The existing main upon purchase was very old, very cheap, and blown out.  I could never get it to stop flapping.  When I would sail it would sound similar to flying a helicopter.  The leech was blown out, the curvature lost, ripped everywhere, and the head was about to rip off.


One day on a broad reach, while the main was way out over port, I tacked to starboard without bringing the main in, causing it to rush past my head to the other side of the boat.  The inertia, the wind, something pushed it to its limits, ripping the main from leech to luff.







I quickly purchased a new main from a local sailmaker, and a very short time later I purchased a new jib.  At about 115-120%, the new jib is far better suited for performance sailing than the old, massive, 155% genoa which came with the boat.  

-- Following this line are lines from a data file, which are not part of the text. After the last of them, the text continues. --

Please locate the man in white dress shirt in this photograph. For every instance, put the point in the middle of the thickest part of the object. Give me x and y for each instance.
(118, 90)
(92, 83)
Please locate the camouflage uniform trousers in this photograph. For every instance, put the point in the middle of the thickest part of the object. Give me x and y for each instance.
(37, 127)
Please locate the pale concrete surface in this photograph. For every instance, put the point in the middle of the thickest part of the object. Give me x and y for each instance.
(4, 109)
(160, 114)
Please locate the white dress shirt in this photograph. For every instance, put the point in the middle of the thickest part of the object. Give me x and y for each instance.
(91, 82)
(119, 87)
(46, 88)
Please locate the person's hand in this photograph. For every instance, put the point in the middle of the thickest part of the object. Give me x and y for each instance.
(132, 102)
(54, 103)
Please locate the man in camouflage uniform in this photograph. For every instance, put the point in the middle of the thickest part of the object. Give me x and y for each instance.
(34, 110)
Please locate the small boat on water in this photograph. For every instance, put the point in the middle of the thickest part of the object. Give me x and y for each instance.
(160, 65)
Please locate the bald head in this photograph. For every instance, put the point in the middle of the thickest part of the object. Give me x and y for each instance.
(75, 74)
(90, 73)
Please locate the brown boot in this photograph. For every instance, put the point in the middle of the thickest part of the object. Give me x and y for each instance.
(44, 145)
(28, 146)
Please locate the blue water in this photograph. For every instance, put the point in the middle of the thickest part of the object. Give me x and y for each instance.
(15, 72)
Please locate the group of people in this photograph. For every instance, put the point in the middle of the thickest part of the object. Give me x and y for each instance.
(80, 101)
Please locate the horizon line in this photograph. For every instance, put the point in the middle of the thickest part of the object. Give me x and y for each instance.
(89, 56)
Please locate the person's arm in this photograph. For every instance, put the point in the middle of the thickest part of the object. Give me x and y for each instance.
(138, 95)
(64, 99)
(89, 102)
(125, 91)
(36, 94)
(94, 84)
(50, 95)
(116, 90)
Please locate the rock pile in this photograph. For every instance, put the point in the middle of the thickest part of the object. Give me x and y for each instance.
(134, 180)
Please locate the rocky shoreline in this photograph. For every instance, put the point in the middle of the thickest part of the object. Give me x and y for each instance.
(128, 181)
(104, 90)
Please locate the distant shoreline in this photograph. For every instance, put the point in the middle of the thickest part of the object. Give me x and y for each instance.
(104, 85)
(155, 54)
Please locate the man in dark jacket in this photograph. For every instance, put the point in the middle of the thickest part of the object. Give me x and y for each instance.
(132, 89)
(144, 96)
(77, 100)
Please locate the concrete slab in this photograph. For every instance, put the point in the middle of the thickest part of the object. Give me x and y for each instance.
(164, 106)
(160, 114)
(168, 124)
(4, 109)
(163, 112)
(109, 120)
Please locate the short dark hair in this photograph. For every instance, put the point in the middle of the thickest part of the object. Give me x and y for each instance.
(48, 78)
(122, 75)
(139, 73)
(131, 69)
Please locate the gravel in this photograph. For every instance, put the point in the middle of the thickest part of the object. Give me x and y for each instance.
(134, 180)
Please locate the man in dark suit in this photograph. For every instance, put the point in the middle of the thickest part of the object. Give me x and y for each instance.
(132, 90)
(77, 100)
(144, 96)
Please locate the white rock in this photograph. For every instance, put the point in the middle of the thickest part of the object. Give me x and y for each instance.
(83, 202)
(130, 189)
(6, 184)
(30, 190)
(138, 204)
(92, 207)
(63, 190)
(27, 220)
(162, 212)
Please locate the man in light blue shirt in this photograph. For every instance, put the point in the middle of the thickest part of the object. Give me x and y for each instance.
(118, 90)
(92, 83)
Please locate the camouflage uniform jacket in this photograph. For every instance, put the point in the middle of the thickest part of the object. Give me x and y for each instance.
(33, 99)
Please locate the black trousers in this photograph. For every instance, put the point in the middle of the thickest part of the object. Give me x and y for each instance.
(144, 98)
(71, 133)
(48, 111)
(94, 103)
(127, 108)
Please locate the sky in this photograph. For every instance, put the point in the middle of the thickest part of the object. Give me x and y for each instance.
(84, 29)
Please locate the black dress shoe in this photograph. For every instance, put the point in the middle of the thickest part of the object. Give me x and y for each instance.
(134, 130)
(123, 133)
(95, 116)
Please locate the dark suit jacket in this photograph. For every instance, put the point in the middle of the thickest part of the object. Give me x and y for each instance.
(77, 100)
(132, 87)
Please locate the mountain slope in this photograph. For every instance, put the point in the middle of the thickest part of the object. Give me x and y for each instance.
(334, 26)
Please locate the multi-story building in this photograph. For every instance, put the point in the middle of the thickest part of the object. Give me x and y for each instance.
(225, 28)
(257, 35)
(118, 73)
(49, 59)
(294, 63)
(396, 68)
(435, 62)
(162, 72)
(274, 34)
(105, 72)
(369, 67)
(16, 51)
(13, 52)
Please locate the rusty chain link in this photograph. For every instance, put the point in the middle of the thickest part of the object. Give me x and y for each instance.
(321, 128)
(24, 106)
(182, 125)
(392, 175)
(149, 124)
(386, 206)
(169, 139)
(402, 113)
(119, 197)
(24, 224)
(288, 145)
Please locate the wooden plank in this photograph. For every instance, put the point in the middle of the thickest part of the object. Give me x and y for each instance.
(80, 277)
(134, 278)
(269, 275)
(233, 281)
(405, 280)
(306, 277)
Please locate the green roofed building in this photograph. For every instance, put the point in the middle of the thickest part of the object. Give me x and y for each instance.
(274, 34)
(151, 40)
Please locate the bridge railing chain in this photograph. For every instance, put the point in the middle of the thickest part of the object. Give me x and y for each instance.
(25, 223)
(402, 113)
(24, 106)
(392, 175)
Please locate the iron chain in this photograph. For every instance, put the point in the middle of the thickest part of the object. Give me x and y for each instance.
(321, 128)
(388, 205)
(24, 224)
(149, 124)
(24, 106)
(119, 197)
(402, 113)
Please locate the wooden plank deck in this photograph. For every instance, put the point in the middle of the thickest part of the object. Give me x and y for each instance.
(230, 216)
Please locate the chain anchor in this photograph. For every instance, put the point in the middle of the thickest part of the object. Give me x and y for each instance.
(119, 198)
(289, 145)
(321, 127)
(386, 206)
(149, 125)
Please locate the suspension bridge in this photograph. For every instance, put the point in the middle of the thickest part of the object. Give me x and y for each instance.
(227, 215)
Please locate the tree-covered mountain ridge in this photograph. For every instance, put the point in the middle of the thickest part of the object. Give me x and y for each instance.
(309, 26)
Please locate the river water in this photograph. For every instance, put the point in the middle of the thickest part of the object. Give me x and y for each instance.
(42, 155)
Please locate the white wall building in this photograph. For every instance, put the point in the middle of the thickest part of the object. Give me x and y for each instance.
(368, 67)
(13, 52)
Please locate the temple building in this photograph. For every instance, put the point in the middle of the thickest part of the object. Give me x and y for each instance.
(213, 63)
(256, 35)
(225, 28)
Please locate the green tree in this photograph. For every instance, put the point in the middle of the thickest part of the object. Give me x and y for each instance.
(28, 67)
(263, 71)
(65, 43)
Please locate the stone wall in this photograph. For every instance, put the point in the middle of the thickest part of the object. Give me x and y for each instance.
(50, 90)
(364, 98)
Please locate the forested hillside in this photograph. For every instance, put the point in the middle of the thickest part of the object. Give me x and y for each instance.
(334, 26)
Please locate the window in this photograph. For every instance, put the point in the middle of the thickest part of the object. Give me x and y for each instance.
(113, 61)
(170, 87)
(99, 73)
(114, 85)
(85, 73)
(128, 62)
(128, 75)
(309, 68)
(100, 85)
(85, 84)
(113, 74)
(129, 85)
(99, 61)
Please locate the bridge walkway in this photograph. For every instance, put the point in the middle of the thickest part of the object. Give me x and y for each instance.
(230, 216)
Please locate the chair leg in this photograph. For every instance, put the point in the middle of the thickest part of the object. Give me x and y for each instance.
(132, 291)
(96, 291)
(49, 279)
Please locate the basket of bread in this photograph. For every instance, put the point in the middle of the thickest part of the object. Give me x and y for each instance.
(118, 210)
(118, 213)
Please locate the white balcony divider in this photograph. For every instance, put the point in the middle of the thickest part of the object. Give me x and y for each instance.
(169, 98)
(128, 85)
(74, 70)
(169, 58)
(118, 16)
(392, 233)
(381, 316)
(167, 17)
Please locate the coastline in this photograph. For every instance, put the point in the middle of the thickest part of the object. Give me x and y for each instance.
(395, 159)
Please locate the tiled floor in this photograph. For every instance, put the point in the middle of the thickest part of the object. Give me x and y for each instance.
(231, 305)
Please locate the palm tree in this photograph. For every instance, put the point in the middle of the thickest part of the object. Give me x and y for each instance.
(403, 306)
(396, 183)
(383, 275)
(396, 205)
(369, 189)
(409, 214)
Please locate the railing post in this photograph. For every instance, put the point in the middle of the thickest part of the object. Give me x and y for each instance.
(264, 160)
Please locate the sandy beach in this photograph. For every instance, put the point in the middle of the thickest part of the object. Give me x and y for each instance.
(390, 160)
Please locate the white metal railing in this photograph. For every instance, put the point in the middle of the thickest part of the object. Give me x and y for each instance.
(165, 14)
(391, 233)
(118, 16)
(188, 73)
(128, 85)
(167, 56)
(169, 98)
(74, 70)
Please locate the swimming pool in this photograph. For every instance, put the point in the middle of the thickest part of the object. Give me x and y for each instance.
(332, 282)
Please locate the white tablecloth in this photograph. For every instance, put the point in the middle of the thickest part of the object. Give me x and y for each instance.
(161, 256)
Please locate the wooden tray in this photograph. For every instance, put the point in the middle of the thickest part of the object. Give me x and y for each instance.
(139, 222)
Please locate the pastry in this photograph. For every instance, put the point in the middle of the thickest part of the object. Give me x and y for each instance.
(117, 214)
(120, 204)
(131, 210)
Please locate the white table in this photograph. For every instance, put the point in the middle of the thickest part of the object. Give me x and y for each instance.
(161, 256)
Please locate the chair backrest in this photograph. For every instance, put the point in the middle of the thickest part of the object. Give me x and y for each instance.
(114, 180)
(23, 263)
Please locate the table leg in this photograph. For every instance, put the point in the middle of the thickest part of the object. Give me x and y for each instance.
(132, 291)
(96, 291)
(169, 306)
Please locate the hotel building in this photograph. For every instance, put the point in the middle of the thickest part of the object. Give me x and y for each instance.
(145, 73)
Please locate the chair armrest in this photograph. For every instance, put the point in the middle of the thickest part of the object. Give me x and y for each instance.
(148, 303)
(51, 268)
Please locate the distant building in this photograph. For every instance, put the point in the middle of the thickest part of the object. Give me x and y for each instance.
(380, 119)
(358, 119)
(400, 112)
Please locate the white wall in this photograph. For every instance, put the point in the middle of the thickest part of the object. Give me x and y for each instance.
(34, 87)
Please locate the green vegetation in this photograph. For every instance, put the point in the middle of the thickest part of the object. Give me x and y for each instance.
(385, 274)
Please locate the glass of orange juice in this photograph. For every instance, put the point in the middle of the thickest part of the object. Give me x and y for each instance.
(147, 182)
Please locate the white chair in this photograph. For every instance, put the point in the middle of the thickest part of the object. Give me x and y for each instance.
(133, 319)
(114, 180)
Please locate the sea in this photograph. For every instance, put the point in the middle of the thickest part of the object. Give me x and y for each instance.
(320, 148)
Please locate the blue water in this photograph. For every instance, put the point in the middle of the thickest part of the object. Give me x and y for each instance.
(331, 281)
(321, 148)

Not long after purchasing the new main, I found it to be too large.  This boat has a floating boom, so nothing is locked down, meaning a larger main means I have less head clearance in the cockpit.  It finally got too be an annoyance, and I had the same sailmaker recut the new main to give me almost 20 inches of badly needed head clearance while in the cockpit.  This was great in theory, but the reality was the recut lost the leech and the sail would never properly flatten.  Back to the sailmaker, where a full batten was added in place of the top-most existing regular sized batten.